Should Pluto's 5th Moon Make It a Planet?

Pluto System Showing Fifth Moon (P5)
This image, taken by NASA's Hubble Space Telescope, shows five moons orbiting the distant, icy dwarf planet Pluto. The green circle marks the newly discovered moon, designated P5, as photographed by Hubble's Wide Field Camera 3 on July 7, 2012. (Image credit: NASA, ESA, and M. Showalter (SETI Institute))

Scientists on Wednesday (July 11) announced the discovery of a fifth moon orbiting Pluto in a major solar system find. But while many people think of moons as accessories for planets, like the Earth's moon or Jupiter's many moons, Pluto doesn't quite make the cut in the International Astronomical Union's (IAU) definition of "planet."

Despite of some determined lobbying by die-hard supporters to change its dwarf planet status, more moons around Pluto won't change its classification, experts say.

"Does it change the planetary status? Of course not," Michael Brown, an astronomer at the California Institute of Technology, wrote to SPACE.com in an email. Brown's discovery of Eris, a rocky object about the size of Pluto, was a major factor in the IAU's decision to reassess exactly what constitutes a planet.

The IAU ruled that to be called a planet, an object has to meet three conditions. It must orbit the sun without being another object's satellite, it must have enough gravity to make it sphere-shaped and it must clear the area around it of other objects. But even with Pluto's five moons, it doesn't "clear the neighborhood."

Six years after the IAU's ruling, some controversy still surrounds the decision, but the official ruling is unlikely to change in response to finding more Plutonian moons. [The Moons of Pluto Revealed (Photos)]

Pluto isn't the only dwarf planet that has moons. The dwarf planets Eris and Quaoar have one, while Haumea has at least two.

No one has found any other dwarf planet that has five moons, but that may be because scientists have studied Pluto more carefully than other dwarf planets, say both Brown and Alan Stern, a planetary scientist at the Southwest Research Institute in Boulder, Colo., and an advocate for classifying more objects as planets.

This is the most detailed view to date of the entire surface of the dwarf planet Pluto, as constructed from multiple NASA Hubble Space Telescope photographs taken from 2002 to 2003. The center disk (180 degrees) has a mysterious bright spot that is unusually rich in carbon monoxide frost. The image was released in February 2010. See the dwarf planet turn in a video based on these images. (Image credit: NASA, ESA, and M. Buie (Southwest Research Institute))

"It might turn out that Kuiper Belt planets commonly have significant numbers of moons," Stern told SPACE.com.

For Pluto, at least, the number of known moons may continue to grow in the near future. As scientists continue to scrutinize Pluto, looking for objects around it that may affect the New Horizons spacecraft that will arrive at Pluto in 2015, they may find even more moons.
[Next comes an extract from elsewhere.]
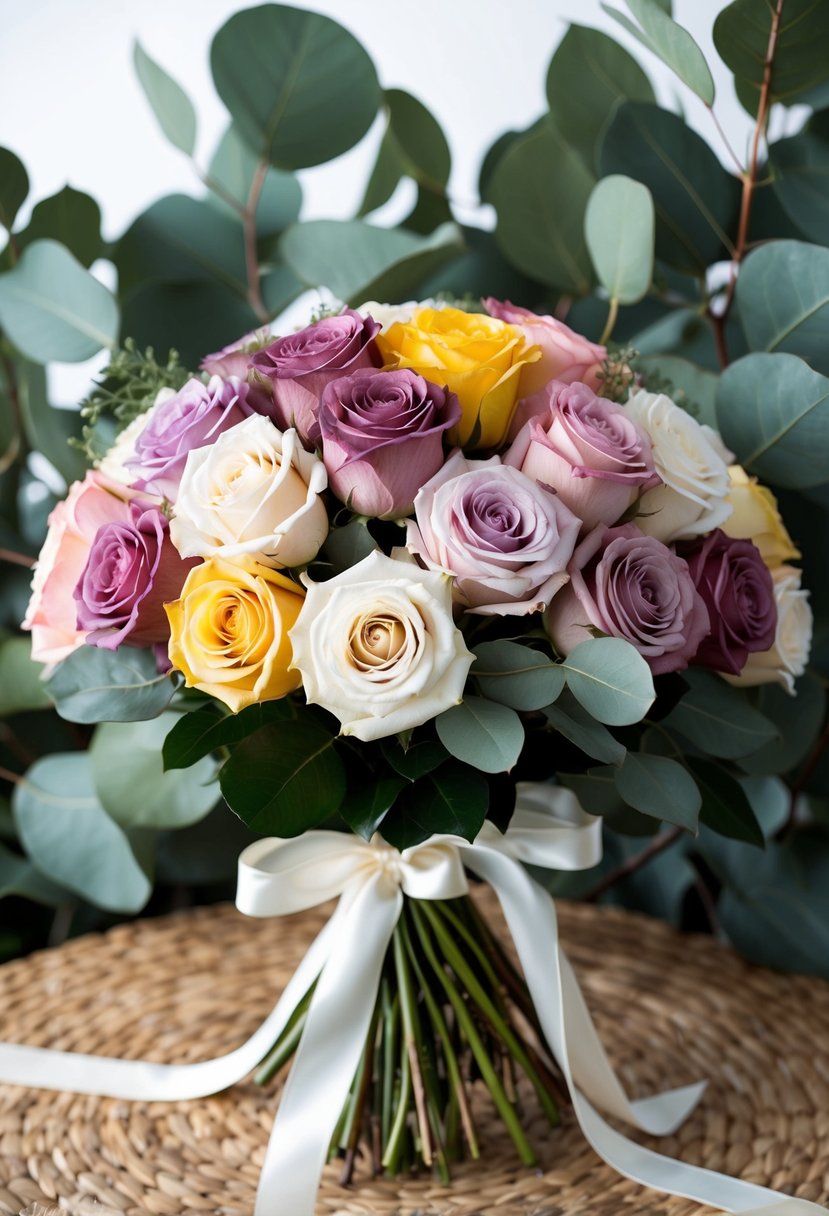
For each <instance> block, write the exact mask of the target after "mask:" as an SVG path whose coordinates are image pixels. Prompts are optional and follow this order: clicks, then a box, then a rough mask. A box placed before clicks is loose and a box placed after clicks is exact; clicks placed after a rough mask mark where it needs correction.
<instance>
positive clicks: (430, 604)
mask: <svg viewBox="0 0 829 1216" xmlns="http://www.w3.org/2000/svg"><path fill="white" fill-rule="evenodd" d="M303 582H304V584H305V586H306V587H308V595H306V597H305V603H304V604H303V608H301V610H300V614H299V619H298V621H297V624H295V625H294V627H293V629H292V630H291V642H292V646H293V652H294V660H293V665H294V668H297V669H298V670H299V671H300V674H301V677H303V686H304V688H305V696H306V698H308V700H309V702H310V703H312V704H315V705H322V706H323V708H325V709H327V710H329V711H331V713H332V714H334V715H335V716H337V717H338V719H339V720H340V722H342V724H343V734H354V736H356V737H357V738H359V739H363V741H370V739H382V738H385V737H387V736H389V734H396V733H397V731H407V730H410V728H411V727H414V726H421V725H422V724H423V722H427V721H429V719H432V717H434V716H435V715H436V714H440V713H442V711H444V710H445V709H449V708H450V706H451V705H457V704H458V702H459V700H461V698H462V696H463V686H464V683H466V680H467V672H468V671H469V666H470V664H472V660H473V655H472V654H470V653H469V651H468V649H467V647H466V644H464V641H463V635H462V634H461V631H459V630H458V629H456V626H455V621H453V620H452V584H451V579H450V578H449V575H446V574H439V573H436V572H434V570H422V569H421V568H419V567H417V565H413V564H412V563H411V562H407V561H395V559H394V558H391V557H385V556H384V554H383V553H379V552H374V553H370V554H368V557H365V558H363V559H362V561H361V562H357V564H356V565H353V567H350V569H348V570H344V572H343V573H342V574H338V575H337V576H335V578H333V579H329V581H328V582H312V581H311V580H310V579H308V578H306V576H303Z"/></svg>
The scientists responsible for finding out everything they can about Pluto before New Horizons' arrival have found that Pluto's moons are arranged in concentric circles around the dwarf planet. They've found moons located in what they call positions 1, 3, 4, 5 and 6.

"It makes you wonder if there's something at location 2 and locations 7, 8 and 9," said Mark Showalter, a planetary astronomer at the SETI Institute in Mountain View, Calif., who led the team that discovered Pluto's new moon.